The main difference between the two sides is on the ownership of the mines with the NA members favoring the mixed model that would allow both State Owned Enterprises (SOEs) and private players and the NC wanting only SOEs for major mines.
A source who is aware of the proceedings of the committe said that after five rounds of discussions the final sticking point now is the NC members demanding that only Dolomite specifically be mentioned as coming under SOE ownership while they are okay with a mixed model for the rest.
The NC members wanted this given the huge economic viability of dolomite. However, the NA members felt that given that Bhutan has huge dolomite reserves and given the good performance of the private sector in finding new markets and extracting it efficiently the private sector should not be ruled out.
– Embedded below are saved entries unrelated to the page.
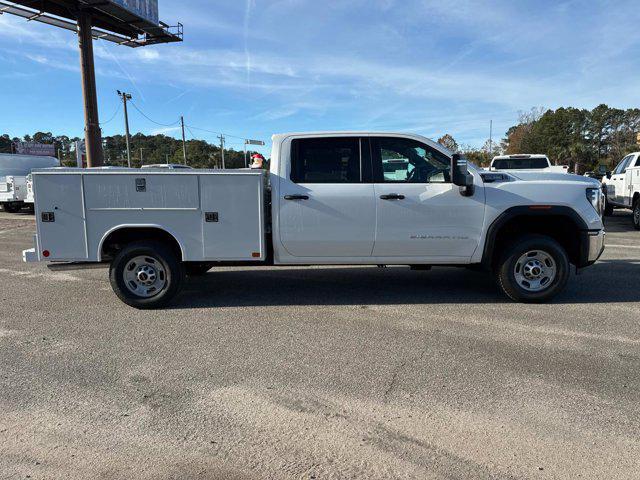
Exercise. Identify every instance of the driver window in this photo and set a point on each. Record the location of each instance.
(401, 160)
(622, 166)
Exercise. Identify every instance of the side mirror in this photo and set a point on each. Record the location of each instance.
(460, 175)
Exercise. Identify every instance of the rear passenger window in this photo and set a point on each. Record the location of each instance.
(326, 160)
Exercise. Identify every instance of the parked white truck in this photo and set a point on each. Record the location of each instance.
(330, 199)
(536, 163)
(13, 178)
(622, 187)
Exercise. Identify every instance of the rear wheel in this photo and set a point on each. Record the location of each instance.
(146, 275)
(534, 269)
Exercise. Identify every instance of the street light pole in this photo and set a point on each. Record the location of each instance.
(125, 97)
(92, 133)
(221, 138)
(184, 142)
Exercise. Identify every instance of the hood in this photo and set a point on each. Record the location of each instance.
(554, 177)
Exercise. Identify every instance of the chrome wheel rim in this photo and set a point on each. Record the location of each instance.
(144, 276)
(535, 270)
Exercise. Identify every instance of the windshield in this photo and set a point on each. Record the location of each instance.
(520, 163)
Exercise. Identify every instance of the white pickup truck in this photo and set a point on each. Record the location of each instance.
(354, 198)
(622, 187)
(535, 163)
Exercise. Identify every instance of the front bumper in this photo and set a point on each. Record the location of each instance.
(592, 247)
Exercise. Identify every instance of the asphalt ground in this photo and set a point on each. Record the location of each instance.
(320, 373)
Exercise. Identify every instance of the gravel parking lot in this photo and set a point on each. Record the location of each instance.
(320, 373)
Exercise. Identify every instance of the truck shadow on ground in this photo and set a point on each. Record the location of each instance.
(620, 222)
(280, 286)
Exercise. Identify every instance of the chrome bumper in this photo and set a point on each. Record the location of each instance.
(596, 245)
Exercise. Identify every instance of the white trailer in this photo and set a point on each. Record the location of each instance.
(13, 182)
(356, 198)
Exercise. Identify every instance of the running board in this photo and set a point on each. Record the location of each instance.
(66, 266)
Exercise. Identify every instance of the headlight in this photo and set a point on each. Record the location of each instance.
(596, 198)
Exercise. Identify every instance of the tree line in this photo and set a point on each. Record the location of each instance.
(145, 150)
(585, 140)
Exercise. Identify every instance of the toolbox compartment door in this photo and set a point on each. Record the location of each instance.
(232, 217)
(64, 234)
The NC members were open to giving things like boulder collection and dredging to the private sector but here the NA members observed that it would not be fair if the SOEs took over only the profitable bits and left the rest to the private sector.
The source said that even in the issue of land reclamation the private sector was doing a very good job but now that it has been given to the SMCL it is not going well. He said that when it comes to a private miner the community can come together and demand things but in case of an SOE mine then they would be told the government is doing it and they would be afraid to oppose the government and demand the community needs.
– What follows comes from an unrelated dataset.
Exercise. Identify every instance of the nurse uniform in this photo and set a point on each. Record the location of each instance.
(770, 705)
The NA members as a compromise to address concerns of a few getting wealthy even proposed to insert clauses in the bill where a minimum of 5 promoters or even 10 promoters are needed for a mine. The Bill already says that 49 percent of the shares of the mines have to be floated to the public.
The National Assembly (NA) and National Council (NC) had agreed to form a joint committee in March 2021 for resolving major differences on the Mines and Minerals Bill 2020.
Given the major and many changes made by the NC to the NA’s version of the Mining Bill in December 2020 the entire bill became disputed between the two houses.
The main dispute was the ownership clause as the NC had amended the Bill to say that all major mines are to be given only to State Owned Enterprises which would be effectively nationalizing mines.
Given the differences and deadlock so far the NC members are heading back to discuss and take further instructions from their plenary.
By contrast the NA members of the committee are already empowered to take decisions as the bill would anyway go for a vote in the joint sitting.
The source said that they are running out of time as the summer session approaches closer and the joint committee would give a crack at it again but failing that then the Speaker under the legislative rules of procedure section 59.A.2 can defer the bill for a future joint sitting.
Earlier, the Prime Minister Dr Dasho Lotay Tshering had told this paper that no major decisions will be taken on the auction of major mines like dolomite and gypsum during the pandemic until it is over and until the Act is ready.
He said that SMCL will manage the two mines during the pandemic period to keep them afloat and ensure supplies.